Why multi-stage build?
- One of the most difficult things about building images is keeping the size of an image as small as possible.
- The multi-stage build is a new feature and it requires Docker 17.05 or higher on the daemon and client.
Before multi-stage build!
- Before multi-stage build, It was common to have one Dockerfile to use for development (which has everything needed to build your application), and a smaller one to use for production, which only contained your application and exactly what was needed to run it.
How Multi-stage Build Works
- With multi-stage builds, you use multiple
FROM
statements in your Dockerfile. - Each
FROM
instruction can use a different base, and each of them begins a new stage of the build. - We can selectively copy artifacts from one stage to another, leaving behind everything we don’t want in the final image.
A Simple Multi-Stage Dockerfile
#Build image
FROM gradle:4.5-jdk-alpine as BUILD_IMAGE
RUN mkdir /home/src
COPY ./app/ /home/app/
WORKDIR /home/app
RUN gradle build
#Final run image
FROM openjdk:8-jre-alpine
RUN mkdir /home/app
WORKDIR /home/app
COPY --from=BUILD_IMAGE /home/app/build/libs/myapp.jar .
CMD ["java","-jar","myapp.jar"]
In multi-stage build, we pick the tasks of building and running our applications into different stages. Here, we start with a large image that includes all of the necessary dependencies needed to compile the binary executable of our application. This can be termed as the builder stage.

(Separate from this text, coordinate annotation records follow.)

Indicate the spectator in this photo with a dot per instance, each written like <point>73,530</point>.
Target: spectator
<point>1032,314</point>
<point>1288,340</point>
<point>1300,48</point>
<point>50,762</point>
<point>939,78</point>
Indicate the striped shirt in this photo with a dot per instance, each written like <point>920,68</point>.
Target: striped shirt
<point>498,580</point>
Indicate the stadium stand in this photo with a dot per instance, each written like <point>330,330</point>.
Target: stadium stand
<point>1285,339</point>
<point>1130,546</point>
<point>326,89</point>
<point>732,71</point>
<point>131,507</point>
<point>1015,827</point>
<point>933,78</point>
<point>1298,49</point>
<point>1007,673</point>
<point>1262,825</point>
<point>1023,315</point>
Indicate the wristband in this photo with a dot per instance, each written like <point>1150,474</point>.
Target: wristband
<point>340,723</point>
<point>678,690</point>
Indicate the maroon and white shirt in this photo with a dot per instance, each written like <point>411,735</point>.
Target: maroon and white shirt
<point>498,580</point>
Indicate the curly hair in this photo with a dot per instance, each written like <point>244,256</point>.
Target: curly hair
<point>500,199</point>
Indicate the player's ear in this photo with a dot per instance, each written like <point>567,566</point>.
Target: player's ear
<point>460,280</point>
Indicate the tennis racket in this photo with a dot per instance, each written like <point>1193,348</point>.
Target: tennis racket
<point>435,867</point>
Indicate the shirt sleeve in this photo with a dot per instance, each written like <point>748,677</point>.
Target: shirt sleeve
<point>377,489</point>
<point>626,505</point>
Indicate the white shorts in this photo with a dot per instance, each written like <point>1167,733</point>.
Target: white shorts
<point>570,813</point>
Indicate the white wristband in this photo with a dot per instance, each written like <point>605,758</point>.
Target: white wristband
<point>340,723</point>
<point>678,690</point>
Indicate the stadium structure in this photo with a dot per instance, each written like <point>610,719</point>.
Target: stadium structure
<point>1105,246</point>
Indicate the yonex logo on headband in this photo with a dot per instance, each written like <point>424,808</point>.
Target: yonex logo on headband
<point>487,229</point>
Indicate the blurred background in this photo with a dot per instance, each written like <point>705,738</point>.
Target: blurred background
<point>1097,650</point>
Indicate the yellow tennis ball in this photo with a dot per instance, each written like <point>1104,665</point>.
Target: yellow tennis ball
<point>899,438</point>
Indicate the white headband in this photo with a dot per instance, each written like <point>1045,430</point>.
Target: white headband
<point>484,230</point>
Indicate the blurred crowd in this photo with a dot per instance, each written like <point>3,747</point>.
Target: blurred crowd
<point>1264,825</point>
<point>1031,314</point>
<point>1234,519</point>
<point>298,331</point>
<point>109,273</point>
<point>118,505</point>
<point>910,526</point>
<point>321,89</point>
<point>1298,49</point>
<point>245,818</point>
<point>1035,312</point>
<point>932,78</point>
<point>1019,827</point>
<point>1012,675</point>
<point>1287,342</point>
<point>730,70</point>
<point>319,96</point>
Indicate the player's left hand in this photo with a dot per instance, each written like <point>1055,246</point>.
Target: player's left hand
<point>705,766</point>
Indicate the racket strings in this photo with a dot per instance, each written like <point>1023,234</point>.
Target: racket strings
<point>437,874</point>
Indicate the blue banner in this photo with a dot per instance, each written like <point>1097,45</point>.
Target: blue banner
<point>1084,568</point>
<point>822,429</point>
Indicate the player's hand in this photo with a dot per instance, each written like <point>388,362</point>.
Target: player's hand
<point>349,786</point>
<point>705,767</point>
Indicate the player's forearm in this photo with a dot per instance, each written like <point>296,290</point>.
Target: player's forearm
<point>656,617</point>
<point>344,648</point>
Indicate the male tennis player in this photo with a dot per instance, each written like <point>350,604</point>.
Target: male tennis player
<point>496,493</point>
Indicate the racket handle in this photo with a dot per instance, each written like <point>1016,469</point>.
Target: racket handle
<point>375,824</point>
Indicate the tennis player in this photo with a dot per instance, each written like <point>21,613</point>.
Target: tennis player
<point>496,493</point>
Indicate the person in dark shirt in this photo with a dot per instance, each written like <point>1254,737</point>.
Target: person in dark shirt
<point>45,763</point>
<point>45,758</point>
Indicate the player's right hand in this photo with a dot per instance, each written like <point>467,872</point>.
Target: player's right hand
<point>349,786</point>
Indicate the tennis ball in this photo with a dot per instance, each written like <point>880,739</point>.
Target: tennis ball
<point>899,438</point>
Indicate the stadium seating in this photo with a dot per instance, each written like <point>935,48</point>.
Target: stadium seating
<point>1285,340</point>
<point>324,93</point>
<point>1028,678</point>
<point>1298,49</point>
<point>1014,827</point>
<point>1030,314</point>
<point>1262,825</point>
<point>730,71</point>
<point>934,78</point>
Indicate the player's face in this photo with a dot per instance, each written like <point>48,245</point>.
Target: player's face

We then took a lightweight image for our run stage which includes only what is needed to run a binary executable. i.e just having jre in our final stage is sufficient to run our application. This can be termed as the production stage.
Conclusion
As we’ve seen multi-stage Dockerfile allows us to build smaller images, and separate build into stages. For example, in the first stage you can create a complete build environment and in the second stage, create a minimal runtime environment using a single Dockerfile.